Loop through the directory to read the useful files it contains. This example reads ColdFusion pages, HTML files, Active Server Pages, and Java Server Pages.

<cfloop query="filelist">
<cfif (findNoCase(".cfm",#filelist.name#)) or
 (findNoCase(".htm",#filelist.name#)) or
 (findNoCase(".asp",#filelist.name#)) or
 (findNoCase(".jsp",#filelist.name#))>
  <cfset thisfile="#thisdir#"&"#filelist.name#">
  <cffile action="read" file="#thisfile#" variable="text">

Start a line counter and parse the file, one line at a time. You've already defined the delimiter that separates lines. If the line has at least one character, look for items of interest. If any of those items is found, replace the greater-than and less-than signs (and their equivalent) in the line with something safer and display the result in the table. This example will display the directory, file, line number, and line contents for each line that contains a link, form action, location, refresh, cfinclude, or cfmodule. The "findNoCase" construct is more robust and useful than the "contains" construct; so, "findNoCase" is used here.

  <cfset lineno=0>
  <cfloop list="#text#" delimiters="#newline#" index="line">
  <cfset work=trim(#line#)>
  <cfset lineno=#lineno#+1>
  <cfif len(#work#) gt 0>
    <cfif (findNoCase("<a",#work#) gt 0) or
 ((findNoCase("<form",#work#) gt 0) and
 (findNoCase(" action",#work#) gt 0)) or
 (findNoCase("location",#work#) gt 0) or
 (findNoCase("refresh",#work#) gt 0) or
 (findNoCase("cfinclude",#work#) gt 0) or
 (findNoCase("cfmodule",#work#) gt 0)>
      <cfset work=REReplace(#work#,"<","_","all")>
      <cfset work=REReplace(#work#,">","~","all")>
      <tr><td><cfoutput>#dirname#</cfoutput>
</td><td><cfoutput>#getFileFromPath(thisfile)#
</cfoutput></td><td><cfoutput>#lineno#
</cfoutput></td><td><cfoutput>#work#
</cfoutput></td></tr>
    </cfif>
  </cfif>
  </cfloop>
</cfif>

Finally, close things up. Finish the loop for reading this directory, finish the loop for reading each directory from the file of directories, and end the table.

</cfloop>
</cfloop>
</table>

Use and Extend the Concept

To use these scripts, put them in the same directory and run them, one after the other. You can re-run the second script as desired; just remember to run the first script when the directory tree changes.
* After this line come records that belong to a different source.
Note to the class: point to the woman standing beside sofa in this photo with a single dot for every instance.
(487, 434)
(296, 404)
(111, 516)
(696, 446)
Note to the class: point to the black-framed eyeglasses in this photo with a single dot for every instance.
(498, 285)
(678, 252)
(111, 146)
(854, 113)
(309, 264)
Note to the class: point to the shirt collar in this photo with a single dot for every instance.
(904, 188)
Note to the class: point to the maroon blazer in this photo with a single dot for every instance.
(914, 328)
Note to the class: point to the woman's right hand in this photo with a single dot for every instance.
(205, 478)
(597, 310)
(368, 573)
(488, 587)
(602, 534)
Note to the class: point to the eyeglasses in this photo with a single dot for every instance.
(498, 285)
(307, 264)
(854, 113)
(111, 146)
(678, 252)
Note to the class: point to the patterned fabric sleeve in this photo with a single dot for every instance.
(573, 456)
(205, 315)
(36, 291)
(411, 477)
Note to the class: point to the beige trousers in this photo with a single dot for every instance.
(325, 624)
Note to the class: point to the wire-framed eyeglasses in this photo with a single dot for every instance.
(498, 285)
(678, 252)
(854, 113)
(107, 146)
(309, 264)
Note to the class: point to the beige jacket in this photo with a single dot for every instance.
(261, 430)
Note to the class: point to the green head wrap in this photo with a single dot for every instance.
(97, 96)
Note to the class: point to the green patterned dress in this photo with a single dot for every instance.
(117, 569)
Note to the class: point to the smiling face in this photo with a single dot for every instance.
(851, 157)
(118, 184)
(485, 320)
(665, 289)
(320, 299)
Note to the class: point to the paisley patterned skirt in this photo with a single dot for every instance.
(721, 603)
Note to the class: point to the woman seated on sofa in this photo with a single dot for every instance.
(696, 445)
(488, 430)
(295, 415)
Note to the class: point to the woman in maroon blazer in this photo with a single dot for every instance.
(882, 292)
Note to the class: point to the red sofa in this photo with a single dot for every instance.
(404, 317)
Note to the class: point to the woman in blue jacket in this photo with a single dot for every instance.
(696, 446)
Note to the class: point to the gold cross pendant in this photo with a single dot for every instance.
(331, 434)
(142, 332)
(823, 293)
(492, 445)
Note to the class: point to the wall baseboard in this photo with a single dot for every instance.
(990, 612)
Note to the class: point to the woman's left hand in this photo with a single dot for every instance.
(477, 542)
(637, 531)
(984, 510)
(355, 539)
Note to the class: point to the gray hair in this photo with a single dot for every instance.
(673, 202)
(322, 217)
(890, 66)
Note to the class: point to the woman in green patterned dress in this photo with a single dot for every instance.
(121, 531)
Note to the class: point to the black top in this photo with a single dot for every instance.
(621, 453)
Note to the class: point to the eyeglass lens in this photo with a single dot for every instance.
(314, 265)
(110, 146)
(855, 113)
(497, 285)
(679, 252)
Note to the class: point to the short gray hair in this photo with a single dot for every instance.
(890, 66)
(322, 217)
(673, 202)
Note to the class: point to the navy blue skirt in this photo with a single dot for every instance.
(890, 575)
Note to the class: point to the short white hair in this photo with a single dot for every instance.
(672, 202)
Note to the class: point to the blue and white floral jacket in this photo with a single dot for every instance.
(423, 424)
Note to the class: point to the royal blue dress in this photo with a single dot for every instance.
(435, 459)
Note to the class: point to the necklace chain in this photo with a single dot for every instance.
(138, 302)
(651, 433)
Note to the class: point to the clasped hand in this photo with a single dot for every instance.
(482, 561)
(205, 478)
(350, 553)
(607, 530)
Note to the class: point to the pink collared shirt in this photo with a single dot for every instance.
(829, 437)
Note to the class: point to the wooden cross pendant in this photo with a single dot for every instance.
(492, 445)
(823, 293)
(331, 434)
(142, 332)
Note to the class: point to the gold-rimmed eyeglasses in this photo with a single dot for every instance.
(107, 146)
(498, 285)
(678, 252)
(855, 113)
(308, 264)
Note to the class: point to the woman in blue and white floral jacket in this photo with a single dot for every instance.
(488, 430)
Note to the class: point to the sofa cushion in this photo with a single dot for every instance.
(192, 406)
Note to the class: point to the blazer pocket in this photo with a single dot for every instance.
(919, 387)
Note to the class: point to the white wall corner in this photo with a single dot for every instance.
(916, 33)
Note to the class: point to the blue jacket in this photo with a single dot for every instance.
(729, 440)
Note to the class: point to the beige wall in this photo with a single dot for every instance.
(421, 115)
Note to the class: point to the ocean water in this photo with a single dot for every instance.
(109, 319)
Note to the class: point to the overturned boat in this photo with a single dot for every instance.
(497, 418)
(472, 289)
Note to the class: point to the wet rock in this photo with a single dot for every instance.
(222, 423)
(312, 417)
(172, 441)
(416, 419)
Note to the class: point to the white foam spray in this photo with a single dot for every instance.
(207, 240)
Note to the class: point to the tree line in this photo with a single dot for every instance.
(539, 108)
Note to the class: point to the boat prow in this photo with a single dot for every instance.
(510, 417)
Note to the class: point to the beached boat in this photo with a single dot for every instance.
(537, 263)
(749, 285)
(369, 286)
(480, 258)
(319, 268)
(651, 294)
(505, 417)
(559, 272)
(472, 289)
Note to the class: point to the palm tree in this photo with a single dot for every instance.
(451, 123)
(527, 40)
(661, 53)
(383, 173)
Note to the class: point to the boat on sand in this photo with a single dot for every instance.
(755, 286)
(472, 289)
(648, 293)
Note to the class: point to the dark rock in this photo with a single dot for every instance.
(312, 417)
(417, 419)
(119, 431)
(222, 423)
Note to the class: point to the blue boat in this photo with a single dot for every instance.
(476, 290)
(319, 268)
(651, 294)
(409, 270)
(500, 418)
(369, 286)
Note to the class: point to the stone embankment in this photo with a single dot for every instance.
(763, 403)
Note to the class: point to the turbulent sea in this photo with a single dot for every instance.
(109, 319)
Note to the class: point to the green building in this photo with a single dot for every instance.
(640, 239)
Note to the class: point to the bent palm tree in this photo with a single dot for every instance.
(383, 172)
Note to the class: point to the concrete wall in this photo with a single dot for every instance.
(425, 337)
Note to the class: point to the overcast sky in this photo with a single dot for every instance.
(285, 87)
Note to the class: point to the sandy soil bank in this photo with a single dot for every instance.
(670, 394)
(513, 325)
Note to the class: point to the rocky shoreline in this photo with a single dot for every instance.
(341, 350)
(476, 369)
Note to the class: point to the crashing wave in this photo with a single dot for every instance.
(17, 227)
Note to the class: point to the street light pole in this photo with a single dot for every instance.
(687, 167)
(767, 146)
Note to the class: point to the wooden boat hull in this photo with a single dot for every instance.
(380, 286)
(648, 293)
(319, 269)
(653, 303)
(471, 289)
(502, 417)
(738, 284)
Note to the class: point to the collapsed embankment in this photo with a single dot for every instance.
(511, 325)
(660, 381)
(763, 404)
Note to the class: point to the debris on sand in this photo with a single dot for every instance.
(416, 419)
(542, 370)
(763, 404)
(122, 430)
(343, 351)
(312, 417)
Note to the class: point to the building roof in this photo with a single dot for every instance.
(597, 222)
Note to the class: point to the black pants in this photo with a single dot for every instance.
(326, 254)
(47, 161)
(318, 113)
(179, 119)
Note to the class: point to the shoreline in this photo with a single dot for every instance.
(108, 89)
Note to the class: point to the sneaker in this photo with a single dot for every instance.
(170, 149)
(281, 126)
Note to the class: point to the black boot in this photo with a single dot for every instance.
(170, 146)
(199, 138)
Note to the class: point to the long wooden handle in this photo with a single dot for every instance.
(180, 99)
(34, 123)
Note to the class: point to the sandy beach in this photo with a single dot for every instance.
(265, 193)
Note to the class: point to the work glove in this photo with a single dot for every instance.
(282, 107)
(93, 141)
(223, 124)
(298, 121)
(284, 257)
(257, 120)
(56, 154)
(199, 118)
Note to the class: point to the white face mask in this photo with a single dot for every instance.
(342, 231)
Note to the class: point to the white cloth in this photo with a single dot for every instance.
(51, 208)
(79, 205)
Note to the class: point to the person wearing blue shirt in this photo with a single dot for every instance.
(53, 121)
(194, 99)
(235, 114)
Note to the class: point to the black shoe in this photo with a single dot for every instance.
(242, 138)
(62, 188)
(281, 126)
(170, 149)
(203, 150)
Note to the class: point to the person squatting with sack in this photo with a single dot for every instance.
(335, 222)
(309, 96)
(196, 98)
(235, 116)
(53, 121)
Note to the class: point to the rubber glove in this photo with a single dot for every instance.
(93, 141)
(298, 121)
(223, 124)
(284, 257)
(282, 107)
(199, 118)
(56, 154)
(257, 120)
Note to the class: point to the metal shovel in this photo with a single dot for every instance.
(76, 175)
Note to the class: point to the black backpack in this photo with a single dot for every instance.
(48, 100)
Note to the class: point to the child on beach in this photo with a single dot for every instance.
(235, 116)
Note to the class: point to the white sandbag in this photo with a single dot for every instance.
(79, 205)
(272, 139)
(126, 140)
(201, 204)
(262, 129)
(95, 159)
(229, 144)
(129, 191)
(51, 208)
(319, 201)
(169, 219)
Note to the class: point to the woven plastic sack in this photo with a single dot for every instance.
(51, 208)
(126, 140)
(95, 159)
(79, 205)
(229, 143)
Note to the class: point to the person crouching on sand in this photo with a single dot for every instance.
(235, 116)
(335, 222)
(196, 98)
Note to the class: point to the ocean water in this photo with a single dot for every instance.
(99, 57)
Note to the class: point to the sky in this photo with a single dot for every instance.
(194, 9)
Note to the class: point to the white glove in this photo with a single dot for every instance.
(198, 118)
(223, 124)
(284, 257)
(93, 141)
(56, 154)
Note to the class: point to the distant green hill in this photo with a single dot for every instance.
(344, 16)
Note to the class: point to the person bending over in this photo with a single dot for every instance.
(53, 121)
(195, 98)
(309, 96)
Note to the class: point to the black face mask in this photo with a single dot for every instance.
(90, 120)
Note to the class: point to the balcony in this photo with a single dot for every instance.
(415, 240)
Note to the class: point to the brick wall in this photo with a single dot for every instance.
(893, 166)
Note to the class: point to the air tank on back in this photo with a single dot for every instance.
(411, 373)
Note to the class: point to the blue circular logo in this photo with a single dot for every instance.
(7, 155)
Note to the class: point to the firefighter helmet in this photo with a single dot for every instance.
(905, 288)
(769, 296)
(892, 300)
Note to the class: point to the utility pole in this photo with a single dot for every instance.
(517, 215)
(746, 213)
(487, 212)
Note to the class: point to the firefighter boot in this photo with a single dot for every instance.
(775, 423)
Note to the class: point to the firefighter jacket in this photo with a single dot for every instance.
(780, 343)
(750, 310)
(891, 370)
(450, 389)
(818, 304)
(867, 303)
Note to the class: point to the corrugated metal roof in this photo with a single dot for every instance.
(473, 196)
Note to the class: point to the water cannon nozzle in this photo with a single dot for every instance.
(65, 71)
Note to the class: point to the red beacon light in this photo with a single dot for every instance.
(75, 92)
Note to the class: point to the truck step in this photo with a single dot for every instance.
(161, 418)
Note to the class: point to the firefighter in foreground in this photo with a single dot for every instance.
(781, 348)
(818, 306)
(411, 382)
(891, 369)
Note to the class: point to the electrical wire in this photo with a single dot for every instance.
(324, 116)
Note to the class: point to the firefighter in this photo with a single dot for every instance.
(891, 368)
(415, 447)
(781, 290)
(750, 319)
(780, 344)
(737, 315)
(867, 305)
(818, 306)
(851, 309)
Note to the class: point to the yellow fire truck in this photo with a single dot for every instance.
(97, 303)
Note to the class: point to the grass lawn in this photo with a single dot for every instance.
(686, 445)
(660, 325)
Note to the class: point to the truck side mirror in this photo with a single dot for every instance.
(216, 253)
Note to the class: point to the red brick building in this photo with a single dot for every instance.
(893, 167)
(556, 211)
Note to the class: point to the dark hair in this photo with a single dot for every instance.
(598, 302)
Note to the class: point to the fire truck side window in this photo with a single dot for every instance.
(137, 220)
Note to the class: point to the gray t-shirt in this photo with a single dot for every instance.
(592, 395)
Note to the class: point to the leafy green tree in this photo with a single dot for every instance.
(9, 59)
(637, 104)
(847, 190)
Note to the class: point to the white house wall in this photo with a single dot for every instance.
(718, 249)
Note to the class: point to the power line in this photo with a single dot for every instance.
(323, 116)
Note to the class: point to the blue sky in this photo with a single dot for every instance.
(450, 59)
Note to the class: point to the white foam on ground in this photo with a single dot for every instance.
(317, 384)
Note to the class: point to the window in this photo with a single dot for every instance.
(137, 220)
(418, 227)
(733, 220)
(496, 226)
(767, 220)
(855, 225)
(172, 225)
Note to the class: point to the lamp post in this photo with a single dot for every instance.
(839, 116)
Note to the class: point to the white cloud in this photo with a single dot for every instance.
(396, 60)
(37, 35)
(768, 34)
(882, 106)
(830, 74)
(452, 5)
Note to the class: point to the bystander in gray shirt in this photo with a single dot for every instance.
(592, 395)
By replacing the items to be searched for in the second script, you can extend this concept to list decision points or ColdFusion variables. You can have multiple scripts use the file created by the first script: a script for each purpose. Happy hunting! =Marty=

[Code for the actual demonstration was changed behind the scenes to block upward directory traversal, and a typographical error, "the the", has been corrected.]